On 20 November in two years time there will be a fortieth anniversary. Forty years are not normally marked out for particular commemoration, but for some Spaniards 20 November 2015 will be worthy of commemoration. For others it will be worthy of condemnation. For others still it will be worthy of being ignored. Spaniards divide between those who revere the memory of Franco, and so therefore the anniversary of his death, those who most certainly do not and those who would rather forget about him.
Forty years do not represent a long time. They are half a lifetime. A similar length of time to which Franco ruled. Forty years also don't represent a long time in the past. It is why so many Spaniards remember but also why so many would prefer to forget, but they can't forget because the spectre of Franco hangs over Spain. His memory cannot be shaken off. If at times it has seemed as though it might be, it comes back again. But even shaking the memory off requires an awful lot of memory and an awful lot of argument, emotion and raking over the past.
Where does Franco exist in current-day Spain? He is there, though he is not wanted, in Catalonia and so, by association, in Mallorca too. He is there in the Catholic Church. He is there in education, with the national government wanting to give equal weight to religious studies at high-school level. He is there in Opus Dei. He is there at the bullfight. He might even be said to be there at Real Madrid. He is there in a part, a very small part, of the Iberian Peninsula, and a part which isn't Spain. He is there in Gibraltar.
Franco is also there in "in Franco's day", the one that carries the caveat which goes something like "I know he was a dictator, but". Franco is also there in the law. There is one which is devoted to him, the law on historic memory.
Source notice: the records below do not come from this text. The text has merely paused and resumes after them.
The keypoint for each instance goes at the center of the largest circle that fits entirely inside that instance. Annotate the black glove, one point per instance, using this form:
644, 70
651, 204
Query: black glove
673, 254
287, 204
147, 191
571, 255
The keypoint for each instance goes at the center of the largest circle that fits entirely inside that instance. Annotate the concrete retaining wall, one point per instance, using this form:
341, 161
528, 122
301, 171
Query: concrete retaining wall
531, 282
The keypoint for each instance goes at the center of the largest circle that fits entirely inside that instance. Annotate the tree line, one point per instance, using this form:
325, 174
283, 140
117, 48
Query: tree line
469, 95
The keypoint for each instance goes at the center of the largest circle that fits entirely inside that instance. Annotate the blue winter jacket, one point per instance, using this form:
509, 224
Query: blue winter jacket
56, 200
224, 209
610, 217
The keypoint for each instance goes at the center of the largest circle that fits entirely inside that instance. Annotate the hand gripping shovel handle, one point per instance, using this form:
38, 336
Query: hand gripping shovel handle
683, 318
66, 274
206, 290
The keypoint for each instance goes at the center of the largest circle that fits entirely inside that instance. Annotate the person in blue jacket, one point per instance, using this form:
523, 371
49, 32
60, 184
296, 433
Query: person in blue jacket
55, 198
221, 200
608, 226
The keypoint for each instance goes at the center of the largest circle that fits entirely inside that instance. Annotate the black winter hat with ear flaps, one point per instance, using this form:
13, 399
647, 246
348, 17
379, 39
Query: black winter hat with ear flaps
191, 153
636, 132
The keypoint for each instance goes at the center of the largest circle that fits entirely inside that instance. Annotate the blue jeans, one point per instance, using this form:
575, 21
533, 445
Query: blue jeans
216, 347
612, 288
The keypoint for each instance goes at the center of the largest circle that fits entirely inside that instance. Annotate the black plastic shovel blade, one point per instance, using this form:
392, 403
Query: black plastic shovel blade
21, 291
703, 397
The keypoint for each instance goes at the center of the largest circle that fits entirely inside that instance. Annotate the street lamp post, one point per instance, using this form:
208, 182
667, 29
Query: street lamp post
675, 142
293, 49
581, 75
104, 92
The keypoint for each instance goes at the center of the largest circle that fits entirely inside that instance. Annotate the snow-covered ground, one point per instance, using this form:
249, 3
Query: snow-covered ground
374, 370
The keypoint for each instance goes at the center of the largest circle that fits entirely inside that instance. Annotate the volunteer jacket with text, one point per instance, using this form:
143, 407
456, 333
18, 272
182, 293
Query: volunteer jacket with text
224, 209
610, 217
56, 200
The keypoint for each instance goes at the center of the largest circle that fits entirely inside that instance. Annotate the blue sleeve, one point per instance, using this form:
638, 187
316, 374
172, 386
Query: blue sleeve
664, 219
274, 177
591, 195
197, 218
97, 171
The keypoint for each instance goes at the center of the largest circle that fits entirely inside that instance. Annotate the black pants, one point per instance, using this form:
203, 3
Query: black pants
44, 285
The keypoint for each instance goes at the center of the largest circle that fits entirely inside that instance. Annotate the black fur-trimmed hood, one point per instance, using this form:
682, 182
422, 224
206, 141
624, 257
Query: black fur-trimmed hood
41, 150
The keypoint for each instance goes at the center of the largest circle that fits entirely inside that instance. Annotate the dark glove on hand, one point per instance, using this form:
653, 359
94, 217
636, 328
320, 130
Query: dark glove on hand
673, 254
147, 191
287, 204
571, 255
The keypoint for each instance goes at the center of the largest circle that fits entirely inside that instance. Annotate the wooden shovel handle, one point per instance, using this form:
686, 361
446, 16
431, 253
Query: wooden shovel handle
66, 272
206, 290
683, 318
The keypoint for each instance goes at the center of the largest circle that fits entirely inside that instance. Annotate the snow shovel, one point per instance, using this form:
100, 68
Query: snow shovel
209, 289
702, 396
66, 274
Franco is also there in the courts and in jealousies among judges. Baltasar Garzón can tell you all about these.
The law on historic memory, introduced by Zapatero's socialist government, is still on the statute book, but it is neglected. The Partido Popular government does not fund it, citing financial reasons. Whether it was a good law is perhaps debatable. Those many Spaniards who would rather forget would not have been happy to have a legislative instrument devised in order to make them remember and examine their own historic memories. They might have preferred that there were no arguments over the names of streets that echoed with the barbarity of an otherwise obscure military figure.
It was a law that did, nevertheless, attempt to make Spaniards face up to the past. The national amnesia that was the product of the amnesty law after Franco's death had to be treated. Collective and wilful forgetfulness does not serve a democratic society or one which protests that it is. Democratic society has to confront its history, both good and bad, to learn from it, to not repeat the same mistakes, to not have citizen fight citizen.
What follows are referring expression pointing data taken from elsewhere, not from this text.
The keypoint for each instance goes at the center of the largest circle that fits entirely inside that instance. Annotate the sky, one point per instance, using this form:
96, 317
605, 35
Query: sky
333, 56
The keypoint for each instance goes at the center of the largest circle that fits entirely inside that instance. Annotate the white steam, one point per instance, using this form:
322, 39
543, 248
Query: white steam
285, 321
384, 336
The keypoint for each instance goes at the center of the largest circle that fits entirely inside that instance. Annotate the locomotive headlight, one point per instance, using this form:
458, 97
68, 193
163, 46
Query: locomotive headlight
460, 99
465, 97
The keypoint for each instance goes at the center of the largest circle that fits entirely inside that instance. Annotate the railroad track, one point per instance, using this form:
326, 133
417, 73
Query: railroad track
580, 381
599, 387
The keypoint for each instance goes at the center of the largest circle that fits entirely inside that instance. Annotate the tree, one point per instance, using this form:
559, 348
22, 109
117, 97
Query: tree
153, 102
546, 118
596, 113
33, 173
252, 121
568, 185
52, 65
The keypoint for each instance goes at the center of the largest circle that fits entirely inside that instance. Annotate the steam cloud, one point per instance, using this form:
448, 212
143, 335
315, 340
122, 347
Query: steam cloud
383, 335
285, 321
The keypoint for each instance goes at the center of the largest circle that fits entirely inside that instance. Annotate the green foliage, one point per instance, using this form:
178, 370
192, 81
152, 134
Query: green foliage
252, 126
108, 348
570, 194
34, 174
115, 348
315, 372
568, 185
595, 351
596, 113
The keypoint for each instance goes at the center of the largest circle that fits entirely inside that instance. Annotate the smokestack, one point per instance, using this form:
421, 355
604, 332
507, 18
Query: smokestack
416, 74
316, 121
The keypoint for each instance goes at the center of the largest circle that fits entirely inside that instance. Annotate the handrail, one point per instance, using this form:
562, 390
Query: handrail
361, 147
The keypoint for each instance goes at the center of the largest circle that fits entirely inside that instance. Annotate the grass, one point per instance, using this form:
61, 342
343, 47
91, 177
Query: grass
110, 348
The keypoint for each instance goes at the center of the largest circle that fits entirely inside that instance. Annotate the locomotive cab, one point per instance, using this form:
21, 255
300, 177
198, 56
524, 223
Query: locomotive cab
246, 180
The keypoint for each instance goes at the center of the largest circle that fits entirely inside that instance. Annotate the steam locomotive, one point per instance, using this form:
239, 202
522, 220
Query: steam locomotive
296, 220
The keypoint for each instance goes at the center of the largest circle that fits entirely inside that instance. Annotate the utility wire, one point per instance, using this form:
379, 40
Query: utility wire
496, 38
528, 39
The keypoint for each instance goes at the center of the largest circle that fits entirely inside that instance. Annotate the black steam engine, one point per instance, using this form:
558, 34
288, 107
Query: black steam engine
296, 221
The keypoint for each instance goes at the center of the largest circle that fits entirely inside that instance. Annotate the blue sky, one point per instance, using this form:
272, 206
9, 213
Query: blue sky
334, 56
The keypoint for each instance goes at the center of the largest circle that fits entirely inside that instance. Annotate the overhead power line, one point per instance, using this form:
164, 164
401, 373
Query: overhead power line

The amnesty law, though it may have been passed with the best of intentions, brushed too much under the nation's carpet. There was no truth and no reconciliation. Zapatero's historic memory law did not address the amnesty law. It was one aimed at symbols of Francoism rather than justice or truth. Nevertheless, because Baltasar Garzón, a PSOE sympathiser, was riding high during the Zapatero period, he would have felt emboldened in challenging the amnesty law, in ordering exhumations, in seeking truths about the disappeared from the Civil War and its aftermath. He was wrong. Not because Zapatero abandoned him but because his rivals and elements within the Partido Popular went gunning for him, citing the amnesty law and so eventually having him disqualified.
Now, the United Nations in the form of its Working Group on Enforced or Involuntary Disappearances have brought Franco back into the frame. This group has contacted the Spanish Government and told it that it must revoke the amnesty law and set in motion a plan to look into what happened to all those Spaniards who disappeared. It has told the government that it has international obligations to meet and that far too little is being done to investigate incidents which could and perhaps should be tried in court.
Will the government take these demands seriously? What do you think? Catalonia, Catholic Church, religious studies, Garzón, "I know he was a dictator, but".